Republican standard bearers are speaking out against Edward Snowden, the self-confessed leaker of top-secret documents detailing the National Security Agency's phone and Internet surveillance programs.
But at the same time, GOP libertarians like Sen. Rand Paul are raising serious questions about the impact of the government's surveillance program on civil liberties.
New York Rep. Peter King, chairman of the Subcommittee on Counterterrorism and Intelligence, has called for Snowden’s extradition from Hong Kong, where he was last known to be hiding out.
King said the 29-year-old technical engineer should be "prosecuted to the fullest extent of the law."
Snowden, a former CIA employee who went public Sunday in interviews with The Guardian in the UK and The Washington Post, is hoping to seek political asylum, potentially in Iceland.

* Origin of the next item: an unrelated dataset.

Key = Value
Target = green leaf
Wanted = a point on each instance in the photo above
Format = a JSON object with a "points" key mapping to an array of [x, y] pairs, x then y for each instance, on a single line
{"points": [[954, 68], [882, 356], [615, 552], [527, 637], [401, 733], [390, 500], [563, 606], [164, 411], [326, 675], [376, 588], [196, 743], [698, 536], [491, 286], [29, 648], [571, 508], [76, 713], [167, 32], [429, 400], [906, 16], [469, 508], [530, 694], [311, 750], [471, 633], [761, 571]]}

"The United States must make it clear that no country should be granting this individual asylum. This is a matter of extraordinary consequence to American intelligence," King said.
Donald Trump labeled Snowden a "bad guy."

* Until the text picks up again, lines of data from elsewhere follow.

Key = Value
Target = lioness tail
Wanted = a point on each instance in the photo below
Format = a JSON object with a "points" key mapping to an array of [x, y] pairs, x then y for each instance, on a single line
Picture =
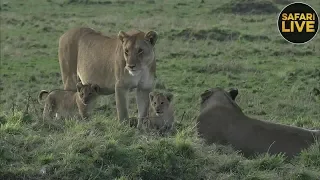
{"points": [[41, 95]]}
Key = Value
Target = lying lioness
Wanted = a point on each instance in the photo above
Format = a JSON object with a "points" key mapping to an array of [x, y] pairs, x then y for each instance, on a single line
{"points": [[65, 103], [222, 121], [161, 112]]}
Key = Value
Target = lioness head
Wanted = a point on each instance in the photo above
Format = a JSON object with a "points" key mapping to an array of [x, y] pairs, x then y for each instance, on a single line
{"points": [[87, 91], [219, 96], [138, 50], [160, 102]]}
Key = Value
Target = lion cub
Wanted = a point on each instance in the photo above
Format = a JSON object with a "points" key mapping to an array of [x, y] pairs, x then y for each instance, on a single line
{"points": [[161, 111], [64, 103]]}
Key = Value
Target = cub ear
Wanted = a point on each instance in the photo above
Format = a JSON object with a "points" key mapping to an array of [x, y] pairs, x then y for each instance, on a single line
{"points": [[122, 35], [151, 95], [79, 86], [95, 87], [205, 95], [233, 93], [151, 36], [169, 96]]}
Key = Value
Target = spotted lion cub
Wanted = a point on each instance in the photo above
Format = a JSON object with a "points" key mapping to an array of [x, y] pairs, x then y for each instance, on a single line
{"points": [[66, 104], [161, 112]]}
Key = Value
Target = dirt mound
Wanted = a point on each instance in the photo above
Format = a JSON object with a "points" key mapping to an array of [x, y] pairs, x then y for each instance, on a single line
{"points": [[248, 7], [214, 34]]}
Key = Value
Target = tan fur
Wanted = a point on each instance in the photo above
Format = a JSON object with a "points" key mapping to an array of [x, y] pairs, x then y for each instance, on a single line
{"points": [[221, 120], [161, 112], [116, 64], [67, 103]]}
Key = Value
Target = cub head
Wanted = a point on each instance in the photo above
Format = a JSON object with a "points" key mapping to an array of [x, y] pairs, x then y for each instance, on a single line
{"points": [[87, 91], [138, 50], [219, 96], [160, 102]]}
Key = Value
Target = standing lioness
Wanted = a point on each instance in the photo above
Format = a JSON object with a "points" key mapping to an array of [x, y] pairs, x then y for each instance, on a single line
{"points": [[221, 120], [116, 64], [67, 103]]}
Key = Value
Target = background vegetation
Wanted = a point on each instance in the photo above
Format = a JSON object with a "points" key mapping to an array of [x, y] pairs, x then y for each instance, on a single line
{"points": [[202, 44]]}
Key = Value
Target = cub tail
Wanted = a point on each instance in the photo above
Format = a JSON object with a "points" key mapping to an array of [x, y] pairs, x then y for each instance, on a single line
{"points": [[40, 97]]}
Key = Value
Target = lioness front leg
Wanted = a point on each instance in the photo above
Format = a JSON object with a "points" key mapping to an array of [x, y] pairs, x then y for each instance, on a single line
{"points": [[143, 101], [121, 103]]}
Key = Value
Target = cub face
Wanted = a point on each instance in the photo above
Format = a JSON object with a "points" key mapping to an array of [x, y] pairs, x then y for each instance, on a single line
{"points": [[160, 102], [138, 50], [87, 92]]}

"I don't like people like [Snowden] because there could be a national-security concern, and there probably is. At the same time, what he's doing is wrong and I think also what the government is doing is wrong.
"They're going way too far, [but] at the same time, you never like a guy like this."
House Republican Whip Kevin McCarthy acknowledged there are two sides to the argument.
"We want to protect our civil liberties," he said. "But there is a fine line here that we need to have greater accountability and greater transparency, and I think there are going to be a lot of questions asked."
McCarthy told Fox News he has "a real problem" with the NSA's reach. Yet when asked if Snowden should be treated as a "whistleblower" or be prosecuted, the California congressman said, "I would prosecute. If you're a whistleblower, you don't leave the United States. You don't go to a communist country.
"If you have grave concerns, then come before Congress."
House Intelligence Committee chairman Mike Rogers said Snowden had "released just enough information to literally be dangerous" and argued Snowden should have taken a different approach if he wanted to instigate change.
"He could come to the committees, if they had [concerns]. We have [inspector generals] that they can go to in a classified way if they have [concerns]."
House Majority Leader Eric Cantor told CBS News on Monday that Congress will launch a "very serious" investigation.
But libertarians in the party have taken a different approach, focusing more on what they see as the government's infringement on civil liberties.
Sen. Rand Paul of Kentucky on Sunday said he wants to mount a class-action lawsuit before the Supreme Court to challenge the federal government's logging of phone calls and Internet activities.
"I'm going to be asking all the Internet providers and all of the phone companies: Ask your customers to join me in a class-action lawsuit," he said. "If we get 10 million Americans saying we don't want our phone records looked at, then maybe someone will wake up and something will change in Washington."
Sen. Mike Lee of Utah told Politico, "This is a good example of the fact that this is an issue that is neither Republican or Democrat. It's neither liberal nor conservative. It's simply American."